Why it points to deeper issues:
The timing of this VSS error immediately after the disk disappears suggests that the system was trying to access a volume (your Intel drive), but couldn’t instantiate necessary components because the drive no longer existed at a low system level.
VSS runs as a system service but relies on kernel-mode disk access.

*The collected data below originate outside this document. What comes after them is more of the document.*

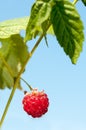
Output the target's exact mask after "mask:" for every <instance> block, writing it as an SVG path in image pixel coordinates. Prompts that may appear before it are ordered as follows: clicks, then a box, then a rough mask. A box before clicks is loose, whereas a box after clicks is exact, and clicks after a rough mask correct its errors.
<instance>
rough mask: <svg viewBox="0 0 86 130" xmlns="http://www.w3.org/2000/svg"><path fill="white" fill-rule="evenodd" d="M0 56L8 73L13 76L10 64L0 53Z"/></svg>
mask: <svg viewBox="0 0 86 130" xmlns="http://www.w3.org/2000/svg"><path fill="white" fill-rule="evenodd" d="M0 58H1V60H2V62H3V63H4V65H5V67H6V68H7V70H8V72H9V74H10V75H11V76H12V77H13V71H12V69H11V68H10V66H9V65H8V63H7V62H6V60H5V58H4V57H3V56H2V55H1V53H0Z"/></svg>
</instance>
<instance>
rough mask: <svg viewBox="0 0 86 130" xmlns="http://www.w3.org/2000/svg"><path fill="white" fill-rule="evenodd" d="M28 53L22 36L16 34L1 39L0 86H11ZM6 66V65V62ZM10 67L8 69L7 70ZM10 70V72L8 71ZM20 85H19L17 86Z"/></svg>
mask: <svg viewBox="0 0 86 130" xmlns="http://www.w3.org/2000/svg"><path fill="white" fill-rule="evenodd" d="M27 55H28V48H27V46H26V44H25V43H24V42H23V38H22V37H20V35H18V34H16V35H13V36H11V37H10V38H7V39H1V48H0V57H1V58H0V88H1V89H3V88H5V87H9V88H11V87H13V85H14V80H15V78H16V77H17V75H18V73H19V71H20V69H21V67H22V65H23V64H24V62H25V60H26V58H27ZM4 60H5V62H6V63H7V65H8V66H6V63H5V62H3V61H4ZM9 67H10V70H9ZM10 71H11V72H10ZM18 87H20V86H18Z"/></svg>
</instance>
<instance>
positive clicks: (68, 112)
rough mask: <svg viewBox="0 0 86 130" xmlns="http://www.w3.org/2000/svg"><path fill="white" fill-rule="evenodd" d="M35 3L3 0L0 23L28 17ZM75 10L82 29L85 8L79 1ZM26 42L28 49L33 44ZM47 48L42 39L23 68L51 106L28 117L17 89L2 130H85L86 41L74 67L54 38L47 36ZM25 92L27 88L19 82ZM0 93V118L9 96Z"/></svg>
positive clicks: (29, 81)
mask: <svg viewBox="0 0 86 130" xmlns="http://www.w3.org/2000/svg"><path fill="white" fill-rule="evenodd" d="M33 2H34V0H22V1H21V0H18V1H17V0H2V1H1V3H0V21H4V20H7V19H12V18H17V17H23V16H27V15H29V12H30V8H31V5H32V3H33ZM76 7H77V9H78V11H79V13H80V15H81V19H82V20H83V22H84V26H85V36H86V16H85V12H86V8H85V7H84V6H83V4H82V3H81V2H80V1H79V2H78V4H77V6H76ZM34 42H35V40H33V41H32V43H28V45H29V46H31V44H33V43H34ZM48 43H49V48H47V47H46V45H45V41H44V40H43V41H42V42H41V44H40V45H39V47H38V48H37V50H36V52H35V53H34V55H33V57H32V58H31V60H30V62H29V63H28V65H27V67H26V72H25V73H24V74H23V78H24V79H25V80H26V81H27V82H29V84H31V85H32V86H33V87H36V88H38V89H39V90H43V89H44V90H45V92H46V93H47V94H48V95H49V100H50V106H49V111H48V113H47V114H46V115H44V116H43V117H42V118H39V119H33V118H31V117H30V116H28V115H27V114H26V113H25V112H24V111H23V108H22V103H21V102H22V98H23V96H24V95H23V93H22V92H21V91H19V90H16V93H15V96H14V98H13V100H12V102H11V104H10V108H9V110H8V113H7V116H6V118H5V121H4V124H3V127H2V130H18V129H20V130H25V129H26V130H27V129H31V130H86V72H85V70H86V62H85V60H86V44H85V43H86V41H85V42H84V47H83V52H82V53H81V55H80V58H79V59H78V62H77V64H76V65H73V64H72V63H71V61H70V59H69V57H68V56H66V55H65V53H64V52H63V49H62V48H61V47H60V46H59V44H58V42H57V41H56V38H55V37H54V36H48ZM22 85H23V86H24V88H25V89H28V88H27V86H26V85H25V84H24V83H22ZM10 92H11V91H10V90H8V89H5V90H4V91H2V90H0V117H1V114H2V112H3V109H4V107H5V104H6V101H7V99H8V97H9V95H10Z"/></svg>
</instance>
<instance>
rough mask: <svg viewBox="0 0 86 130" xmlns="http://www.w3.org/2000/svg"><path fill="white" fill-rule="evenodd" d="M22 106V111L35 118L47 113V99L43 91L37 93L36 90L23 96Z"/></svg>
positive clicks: (43, 91) (27, 93) (36, 89)
mask: <svg viewBox="0 0 86 130" xmlns="http://www.w3.org/2000/svg"><path fill="white" fill-rule="evenodd" d="M22 104H23V109H24V111H26V112H27V114H28V115H31V116H32V117H33V118H36V117H41V116H42V115H43V114H45V113H46V112H47V111H48V106H49V99H48V97H47V94H46V93H44V91H41V92H38V91H37V89H33V90H32V92H31V93H26V94H25V96H24V98H23V100H22Z"/></svg>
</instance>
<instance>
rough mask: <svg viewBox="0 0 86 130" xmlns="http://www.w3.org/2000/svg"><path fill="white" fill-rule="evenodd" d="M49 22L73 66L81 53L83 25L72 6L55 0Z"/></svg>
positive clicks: (79, 18) (70, 3)
mask: <svg viewBox="0 0 86 130" xmlns="http://www.w3.org/2000/svg"><path fill="white" fill-rule="evenodd" d="M51 22H52V25H53V29H54V33H55V35H56V38H57V40H58V41H59V44H60V45H61V47H63V49H64V51H65V53H66V54H67V55H68V56H69V57H70V59H71V61H72V63H73V64H75V63H76V62H77V59H78V57H79V55H80V52H81V51H82V46H83V40H84V33H83V23H82V21H81V19H80V16H79V14H78V12H77V11H76V9H75V7H74V5H73V4H72V3H71V2H69V1H67V0H63V1H62V0H55V5H54V6H53V9H52V12H51Z"/></svg>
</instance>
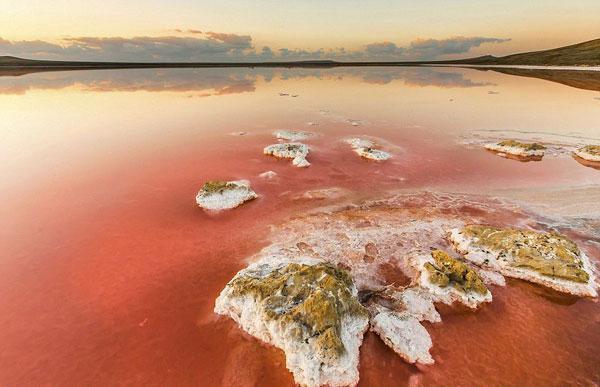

If the driver stack beneath it has collapsed or a disk has been programmatically removed, VSS fails with this type of error.
Event ID 7026 - dam.sys Boot Driver Not Loaded
“The following boot-start or system-start driver(s) did not load: dam”
What this means:
dam.sys (Disk Arbitration Manager) is a boot-critical driver that helps Windows detect, assign, and mount disks at startup.
Why this is critical:
If this driver fails to load, some or all storage devices may never be initialized.
Kernel-level anti-cheat drivers can hook or delay critical boot services to detect tampering — if improperly implemented, they can interfere with early-stage disk driver loading.
The failure of dam.sys coinciding with paging and disk errors strongly implies the system’s ability to enumerate the drive was broken at boot, not just post-boot in user space.
Why This Points to Kernel-Level Interference or Failure, Not Just Drive Death.
Timing: The events occur immediately after a reboot, where Javelin anti-cheat was recently installed, which operates at Ring 0.
Symptoms: A typical failed SSD might degrade (SMART warnings, slow reads) — mine vanished instantly, which is consistent with firmware or kernel manipulation.
dam.sys failure + paging errors + controller removal = a catastrophic collapse in the disk driver stack, likely triggered by:
A misbehaving kernel-mode module (like anti-cheat)
A power or PCIe-level instruction that deactivates the controller
A blocked or corrupted boot path
Trouble Shoting Steps Already Taken
Verified drive is not visible in BIOS
Reseated the M.2 drive physically
Booted into Safe Mode (still missing)
Ran SMART scan tools — the drive does not enumerate at all
Attempted Javelin removal via manual inspection and PowerShell
All other drives and system components function normally
Please Advise on
Whether Javelin anti-cheat may persistently block or disable storage devices at the kernel level
Whether this SSD model is known to be incompatible with recent anti-cheat hooks
Any recovery tools or firmware resets available to bring the drive back online
I have the .evtx files with the system and application logs to identify where the issues happened, but the uploader does not allow me to add them.
Any help is greatly appreciated. I've been a long-time fan and player of EA games, and this has never happened to me before. I want to enjoy the new game, but if it causes hardware or software failure, then other players should know as well, so it can be fixed by the team. Buying a new drive is also not ideal either.